NOTE 13 - MARKETABLE INVESTMENT SECURITIES

         Cost and fair value of the Company's investments in equity securities
at December 31, 2004 is as follows:


                                                             Gross
                                                          Unrealized
                                           Cost             Losses           Fair Value
                                     ---------------   ----------------   ---------------
         Available-for-sale:
                                                                 
            Equity securities        $       138,613   $         28,185   $       110,428
                                     ===============   ================   ===============


         A portion of these securities carry a sale restriction through April
         21, 2005, which in Management's opinion would not be enforced if the
         securities were sold.

                                      F-15


                             Clifton Mining Company
                 Notes to the Consolidated Financial Statements


NOTE 14 - RELATED PARTY TRANSACTIONS

         The Company shares office space with American Silver, LLC and incurs
         rent and ancillary charges in connection with this arrangement. The
         Company incurred $17,500 and $0 of such costs which were charged to
         operations in 2004 and 2003, respectively.

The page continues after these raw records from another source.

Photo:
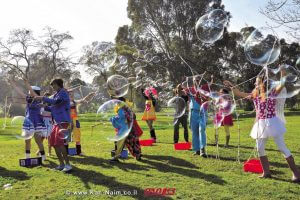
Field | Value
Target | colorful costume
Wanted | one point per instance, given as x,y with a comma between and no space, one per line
132,140
149,112
268,125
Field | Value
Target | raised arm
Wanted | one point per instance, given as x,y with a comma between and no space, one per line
236,91
87,98
18,90
27,85
282,83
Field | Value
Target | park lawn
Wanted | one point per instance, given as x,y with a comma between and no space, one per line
162,167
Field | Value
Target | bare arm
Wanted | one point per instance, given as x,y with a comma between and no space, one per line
31,92
73,88
18,90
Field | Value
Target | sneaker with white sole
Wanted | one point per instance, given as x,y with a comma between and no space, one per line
43,158
67,168
60,167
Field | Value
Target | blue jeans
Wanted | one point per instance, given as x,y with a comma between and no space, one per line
198,126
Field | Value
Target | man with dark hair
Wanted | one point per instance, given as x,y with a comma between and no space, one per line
60,110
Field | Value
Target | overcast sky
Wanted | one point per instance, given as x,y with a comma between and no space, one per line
97,20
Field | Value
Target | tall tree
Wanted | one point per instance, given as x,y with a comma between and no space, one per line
286,14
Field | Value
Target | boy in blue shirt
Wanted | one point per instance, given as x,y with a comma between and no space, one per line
60,110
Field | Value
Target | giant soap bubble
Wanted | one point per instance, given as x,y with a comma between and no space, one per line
117,85
287,76
117,117
262,48
210,27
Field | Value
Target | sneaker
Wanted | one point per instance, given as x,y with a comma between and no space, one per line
114,160
43,158
81,154
139,157
67,168
202,153
60,167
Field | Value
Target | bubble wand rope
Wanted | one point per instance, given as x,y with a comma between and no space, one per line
5,113
216,131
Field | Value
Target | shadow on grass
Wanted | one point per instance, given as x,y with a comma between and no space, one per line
160,166
167,167
18,175
89,176
104,163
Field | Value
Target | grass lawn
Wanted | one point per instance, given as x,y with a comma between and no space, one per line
162,167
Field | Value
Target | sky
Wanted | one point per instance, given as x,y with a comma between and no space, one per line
97,20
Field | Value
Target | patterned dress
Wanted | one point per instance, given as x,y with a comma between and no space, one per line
267,123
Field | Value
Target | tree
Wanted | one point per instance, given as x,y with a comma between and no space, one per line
284,13
52,53
15,52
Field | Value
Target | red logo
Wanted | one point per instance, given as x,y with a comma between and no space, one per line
159,191
148,106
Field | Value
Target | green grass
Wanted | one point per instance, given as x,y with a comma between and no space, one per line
162,166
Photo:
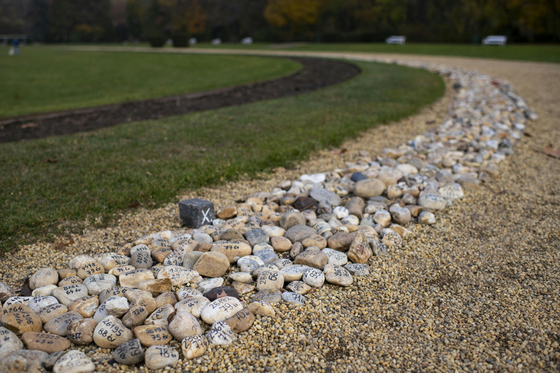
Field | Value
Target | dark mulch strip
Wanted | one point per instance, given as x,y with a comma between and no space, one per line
315,74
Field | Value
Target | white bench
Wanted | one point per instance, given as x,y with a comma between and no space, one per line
395,40
495,40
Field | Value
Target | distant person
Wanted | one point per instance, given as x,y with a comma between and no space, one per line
15,47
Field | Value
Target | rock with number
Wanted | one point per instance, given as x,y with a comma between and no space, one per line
9,342
61,325
74,362
194,346
48,343
81,331
184,325
152,335
221,334
220,309
111,333
337,275
158,357
129,353
196,212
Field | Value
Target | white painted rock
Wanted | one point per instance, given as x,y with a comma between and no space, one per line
314,277
74,362
194,346
158,357
220,309
221,334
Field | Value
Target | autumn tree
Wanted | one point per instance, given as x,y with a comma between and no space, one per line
294,16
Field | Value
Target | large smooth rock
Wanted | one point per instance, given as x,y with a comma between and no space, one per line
220,309
212,264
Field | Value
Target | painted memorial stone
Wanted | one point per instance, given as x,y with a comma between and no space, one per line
153,335
194,346
220,309
196,212
129,353
158,357
48,343
81,331
111,333
221,334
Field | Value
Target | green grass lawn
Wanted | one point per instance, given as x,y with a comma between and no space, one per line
43,79
519,52
101,172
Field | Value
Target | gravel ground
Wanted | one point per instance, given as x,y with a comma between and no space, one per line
476,292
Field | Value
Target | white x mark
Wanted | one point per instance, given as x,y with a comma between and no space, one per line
205,214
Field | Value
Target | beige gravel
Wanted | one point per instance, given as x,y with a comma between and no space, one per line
476,292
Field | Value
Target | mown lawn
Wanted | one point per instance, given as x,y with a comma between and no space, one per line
518,52
43,79
93,175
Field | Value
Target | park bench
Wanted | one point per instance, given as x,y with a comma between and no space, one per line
395,40
495,40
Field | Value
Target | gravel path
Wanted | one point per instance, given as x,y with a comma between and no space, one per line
476,292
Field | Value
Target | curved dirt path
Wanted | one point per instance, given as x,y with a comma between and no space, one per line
479,291
314,74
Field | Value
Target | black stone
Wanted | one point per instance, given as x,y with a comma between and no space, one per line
196,212
357,176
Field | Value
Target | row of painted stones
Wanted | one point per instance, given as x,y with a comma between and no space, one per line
278,245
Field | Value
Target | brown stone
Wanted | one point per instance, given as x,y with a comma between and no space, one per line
312,257
212,264
22,321
160,254
220,292
281,244
66,272
356,207
153,335
227,212
233,250
81,331
156,286
318,241
48,343
86,306
360,251
50,312
135,316
72,280
241,321
92,268
166,298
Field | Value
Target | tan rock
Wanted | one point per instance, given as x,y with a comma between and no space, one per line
360,251
86,306
21,322
233,250
212,264
48,343
153,335
241,321
91,268
156,286
81,331
135,316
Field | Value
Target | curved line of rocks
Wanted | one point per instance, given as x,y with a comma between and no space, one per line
301,233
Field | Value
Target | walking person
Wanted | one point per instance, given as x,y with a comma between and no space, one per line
15,46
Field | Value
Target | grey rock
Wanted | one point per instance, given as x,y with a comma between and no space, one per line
196,212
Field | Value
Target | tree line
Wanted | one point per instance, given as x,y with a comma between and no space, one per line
282,20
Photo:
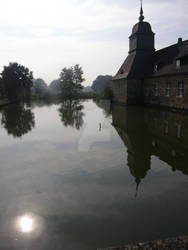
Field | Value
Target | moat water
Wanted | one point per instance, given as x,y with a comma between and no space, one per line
82,175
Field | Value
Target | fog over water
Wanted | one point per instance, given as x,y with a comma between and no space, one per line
84,175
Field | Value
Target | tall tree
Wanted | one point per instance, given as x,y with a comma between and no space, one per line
71,79
17,81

NOTE 15 - PRIOR PERIOD ADJUSTMENT

         During the period of 1993 through 1998, the Company and its 58% owned
         subsidiary capitalized exploration costs totaling $1,576,762.60. The
         capitalization of exploration costs are likely to be insupportable
         under FASB Statement No. 121 as such costs were incurred prior to
         determining the existence of a commercially minable deposit. The
         Company has determined to expense the exploration costs as incurred
         until a commercially minable deposit is identified as contemplated by
         FASB Industry Guide 7 and therefore has made a prior period adjustment
         to the capitalized exploration costs which resulted in an overstatement
         of net income totaling $1,506,618 (the amount net of consolidating
         entries). There was no tax-effect since the Company already had net
         operating losses during these periods.